In the current paper, they fixed the problem by using glycoSNAP to quickly identify oligosaccharyltransferases that could transfer sugars to a wider array of protein acceptor sites – essentially loosening the enzyme’s acceptor site requirements for performing glycosylation.
“So now we can make human glycans and attach them, in theory, to virtually any protein – especially those with high clinical relevance – without having to change the sequence of the protein,” DeLisa said.
Glycosylation is a key process in biopharmaceutical manufacturing, and DeLisa’s startup company, Glycobia, harnesses this process in E. coli for specific medical applications. Monoclonal antibodies, for example, are extremely popular biopharmaceuticals, and require glycosylation for engaging cells like macrophages and neutrophils, which ingest antibody-coated pathogens and kill them. Other genetically engineered glycoproteins can bind to receptor sites in, for example, cancer cells to keep them from multiplying, or immune cells to block them from attacking the body’s own tissues in autoimmune disorders.
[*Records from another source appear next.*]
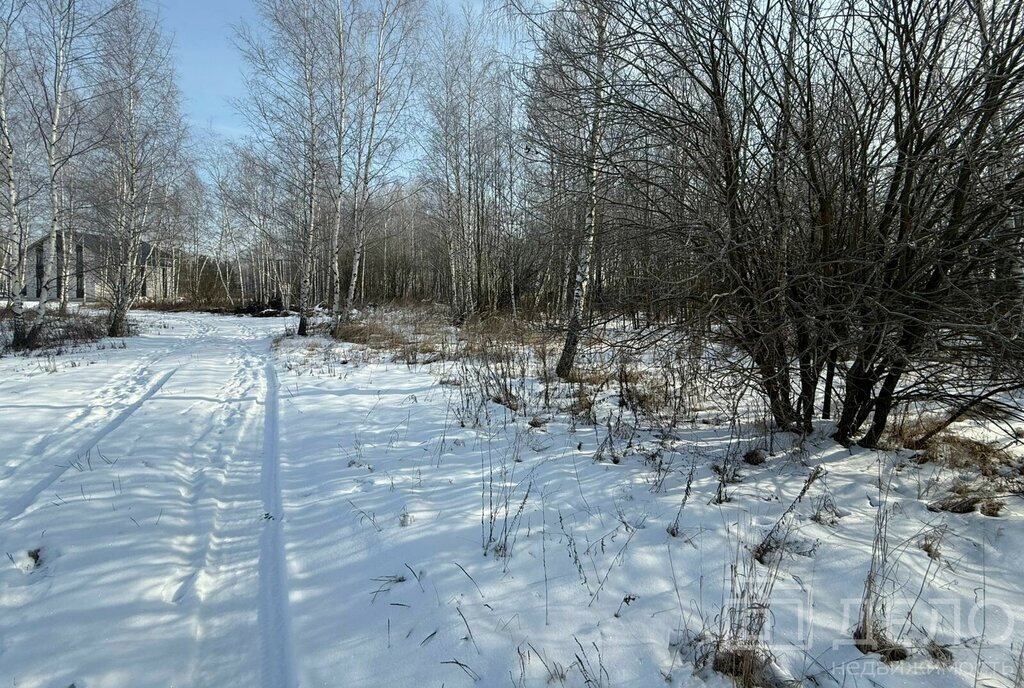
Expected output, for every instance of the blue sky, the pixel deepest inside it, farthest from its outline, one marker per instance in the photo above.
(209, 67)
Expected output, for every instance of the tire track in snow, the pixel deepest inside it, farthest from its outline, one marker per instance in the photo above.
(274, 620)
(123, 386)
(18, 506)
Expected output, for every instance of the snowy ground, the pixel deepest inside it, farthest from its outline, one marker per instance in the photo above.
(206, 507)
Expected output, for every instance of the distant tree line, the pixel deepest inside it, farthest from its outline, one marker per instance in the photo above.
(834, 188)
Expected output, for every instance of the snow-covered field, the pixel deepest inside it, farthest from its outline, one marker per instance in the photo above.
(210, 507)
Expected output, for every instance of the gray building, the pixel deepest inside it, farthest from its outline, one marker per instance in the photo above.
(93, 261)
So crucial to understanding human biology is glycoscience that the National Institutes of Health has highlighted the need to learn more about it.
DeLisa’s paper, “Engineered Oligosaccharyltransferases With Greatly Relaxed Acceptor-Site Specificity,” is co-authored by postdoctoral associate Anne Ollis, senior research associate Sheng Zhang, and former graduate student Adam Fischer, who co-founded Glycobia with DeLisa. The work was supported by the National Science Foundation and the National Institutes of Health.